In a newly released report, the Special Inspector General for Afghanistan Reconstruction "conservatively" counted 2,214 people killed and 2,921 wounded in that 16-year period. The IG also identified another 1,182 people who were kidnapped or went missing.
The majority of the 2,214 killed were Afghanis (1,578). But at least 284 were Americans -- 216 of them service members and 68 of them U.S. civilians (government employees, contractors, and those with unknown statuses).
An additional 245 U.S. service members and 76 U.S. civilians were wounded, well below the 2,246 Afghanis counted as wounded.
The Special Inspector General for Afghanistan Reconstruction (SIGAR) said the casualty figures (killed/wounded) do not include combat/counterterrorism missions; combat support missions; accidents, suicides, homicides, etc.
"For this review," the report said, "we counted a casualty as reconstruction or stabilization related if: (1) the casualty’s primary mission at the time was specifically related to conducting reconstruction or stabilization activities.
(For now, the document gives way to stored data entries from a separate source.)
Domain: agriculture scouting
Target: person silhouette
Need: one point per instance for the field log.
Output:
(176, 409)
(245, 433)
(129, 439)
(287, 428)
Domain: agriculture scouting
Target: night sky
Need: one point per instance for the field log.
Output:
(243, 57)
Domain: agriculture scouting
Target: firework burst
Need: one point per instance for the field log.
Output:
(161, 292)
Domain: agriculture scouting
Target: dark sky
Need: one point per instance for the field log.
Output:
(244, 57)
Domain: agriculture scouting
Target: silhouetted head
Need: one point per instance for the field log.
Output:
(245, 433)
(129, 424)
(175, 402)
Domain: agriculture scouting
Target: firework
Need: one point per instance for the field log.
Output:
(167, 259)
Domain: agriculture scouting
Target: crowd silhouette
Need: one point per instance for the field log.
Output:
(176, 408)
Examples include service members and civilians deployed to train Afghan National Defense Security Forces, USAID employees or contractors, and local nationals working on road construction projects or election activities; or, (2) the casualty was a bystander at the site of these activities."
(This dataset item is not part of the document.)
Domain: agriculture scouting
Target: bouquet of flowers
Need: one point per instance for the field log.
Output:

SIGAR said reconstruction activities include all direct or indirect U.S. government assistance to rebuild Afghanistan other than combat operations. Stabilization activities involve the establishment of political or societal institutions in Afghanistan as well as the provision of products or services to the Afghan people.
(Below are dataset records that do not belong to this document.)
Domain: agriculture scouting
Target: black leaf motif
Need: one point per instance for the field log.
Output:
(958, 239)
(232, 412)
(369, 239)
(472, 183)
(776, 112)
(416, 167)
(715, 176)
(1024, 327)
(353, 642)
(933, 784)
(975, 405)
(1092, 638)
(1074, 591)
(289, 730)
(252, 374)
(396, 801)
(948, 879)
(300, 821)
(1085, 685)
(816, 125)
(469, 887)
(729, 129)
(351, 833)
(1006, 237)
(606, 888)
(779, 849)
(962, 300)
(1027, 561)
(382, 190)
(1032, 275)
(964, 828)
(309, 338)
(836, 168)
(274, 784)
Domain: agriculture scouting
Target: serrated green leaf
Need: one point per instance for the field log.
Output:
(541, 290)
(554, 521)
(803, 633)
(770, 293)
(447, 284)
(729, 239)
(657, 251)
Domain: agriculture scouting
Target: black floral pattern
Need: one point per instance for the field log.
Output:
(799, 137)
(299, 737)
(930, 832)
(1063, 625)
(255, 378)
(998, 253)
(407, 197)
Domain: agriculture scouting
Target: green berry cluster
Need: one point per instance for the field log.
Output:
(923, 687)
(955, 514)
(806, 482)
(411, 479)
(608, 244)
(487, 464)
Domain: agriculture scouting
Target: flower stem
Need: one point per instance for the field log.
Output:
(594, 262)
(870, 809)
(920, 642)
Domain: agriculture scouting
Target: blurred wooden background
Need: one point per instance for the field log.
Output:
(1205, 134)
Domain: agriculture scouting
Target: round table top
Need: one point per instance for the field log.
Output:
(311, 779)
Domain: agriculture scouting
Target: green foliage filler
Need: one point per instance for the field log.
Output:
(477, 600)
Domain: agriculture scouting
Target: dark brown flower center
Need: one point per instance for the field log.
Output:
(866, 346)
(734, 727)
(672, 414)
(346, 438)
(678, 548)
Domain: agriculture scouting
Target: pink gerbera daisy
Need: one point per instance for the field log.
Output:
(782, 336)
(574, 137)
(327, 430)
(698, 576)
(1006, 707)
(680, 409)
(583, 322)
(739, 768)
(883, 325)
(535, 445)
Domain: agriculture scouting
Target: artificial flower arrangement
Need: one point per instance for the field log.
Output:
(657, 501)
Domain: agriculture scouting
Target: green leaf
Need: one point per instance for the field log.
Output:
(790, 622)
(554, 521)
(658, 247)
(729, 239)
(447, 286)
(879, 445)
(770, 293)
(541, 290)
SIGAR noted that for many years, it has spent considerable effort to track the financial costs of reconstruction and stabilization activities in Afghanistan:
"However, little effort has been made up to now to track the human costs –- the number of people killed, wounded, or kidnapped –- to accomplish these activities. This has left policy makers with an incomplete picture of the true cost of our efforts in Afghanistan. This report is, as far as we know, the first official government effort by an independent Inspector General to do so."
Road construction projects were the most dangerous reconstruction activity overall, accounting for 30 percent (1,527) of all casualties.
The most dangerous activity for Americans was security-related -- training, mentoring or providing force protection to Afghan defense forces. Of the 346 people killed in this category, 195 were Americans (154 U.S. service members and 41 U.S. civilians).
SIGAR said it identified a total of 276 casualties associated with insider attacks related to reconstruction or stabilization.
The report offers a complete breakout of casualty data by category and nationality.
SIGAR concludes: "While considerable effort is made to track the amount of U.S. dollars spent, this review shows that we do not adequately capture the human cost of conducting reconstruction and stabilization projects while combat operations are still ongoing, especially third country nationals and Afghans. Unless the U.S. Government considers the human costs, the true costs of reconstruction and stabilization efforts in Afghanistan are not accurately captured. "
A separate SIGAR report issued last month notes: "The United States alone provides more than $4 billion a year for reconstruction efforts in Afghanistan -- not including the costs of U.S. military operations there.
"Since Fiscal Year (FY) 2002, the U.S. Congress has appropriated nearly $137 billion for Afghanistan reconstruction. Yet, as SIGAR has long noted in its quarterly reports to Congress...corruption remains a major problem."